Careful inspection of the skin using a magnifying glass will identify adult louse populations and eggs adherent to hairs. Further examination under a microscope at x100 will differentiate the particular lice species present.

4 skin conditions cattle adult louse population eggs

Fig 6 Careful inspection of the skin will identify adult louse populations and eggs adherent to hairs

Treatment/Control

Treatment uses a pour-on synthetic pyrethroid preparation such as deltamethrin. Injectable group 3-ML anthelmintics (ivermectin, doramectin and eprinomectin) will remove all sucking lice and >98 per cent of biting lice, and all lice when used as pour-on preparations.

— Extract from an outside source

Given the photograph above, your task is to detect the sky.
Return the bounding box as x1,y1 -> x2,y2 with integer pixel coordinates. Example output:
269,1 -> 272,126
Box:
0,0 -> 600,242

All cattle in direct contact must be treated.

5 skin conditions cattle louse infestation treatment

Fig 7 Treatment of the louse infestation using a pour-on synthetic preparation

Sarcoptic mange

Disease is caused by infestation with Sarcoptes scabiei (bovis) but is rare in the UK.

Clinical presentation

Infestation causes severe rubbing (pruritus) with serum exudation and gross thickening of the skin particularly over the neck.  The intense pruritus can lead to disruption of feeding patterns, and weight loss progressing to debility in neglected cattle.

Diagnosis

Skin scrapings collected by a veterinary surgeon with microscopic demonstration of mites.

Treatment

Potential treatments include a pour-on synthetic pyrethroid or organophosphate preparation, and injectable or pour-on group 3-ML anthelmintic.

Management/Prevention/Control measures

Biosecurity measures should prevent the introduction of infested cattle.

Psoroptic mange

Definition/Overview

Psoroptic mange is caused by infestation with Psoroptes ovis but is rare in cattle in the UK.

Clinical presentation

Clinical signs include serum exudation and thickening of the skin particularly over the neck and dorsal midline. Diagnosis is based upon microscopic demonstration of mites in skin scrapings.

6 skin conditions cattle psoroptic mange

Fig 8 The Simmental bull above developed psoroptic mange after being housed in a barn which had recently housed scabby sheep. Photo: Courtesy of Andrew White

Treatment

Potential treatments include a pour-on synthetic pyrethroid or organophosphate preparation, and injectable or pour-on group 3-ML anthelmintics but the response is poor.

Chorioptic mange

Definition/Overview

Chorioptic mange, caused by infestation with Chorioptes bovis, is commonly seen in adult cattle in the UK towards the end of the winter housing period.

Clinical presentation

Infestation with C. bovis causes serum exudation and thickening of the skin characteristically at the base of the tail. Infestation may spread to the udder, scrotum and limbs.

7 skin conditions cattle serum exudation chorioptic mange

Fig 9 Serum exudation and thickening of the skin at the base of the tail are characteristic of chorioptic mange

8 skin conditions cattle chorioptic mange

Fig 10 Tail head of a dairy cow with serum exudation and thickening of the skin caused by C. bovis infestation

Diagnosis

Skin scrapings with microscopic demonstration of mites.

Treatment

Treatment for chorioptic mange is rarely undertaken and lesions resolve spontaneously when cattle are turned out to pasture in the spring.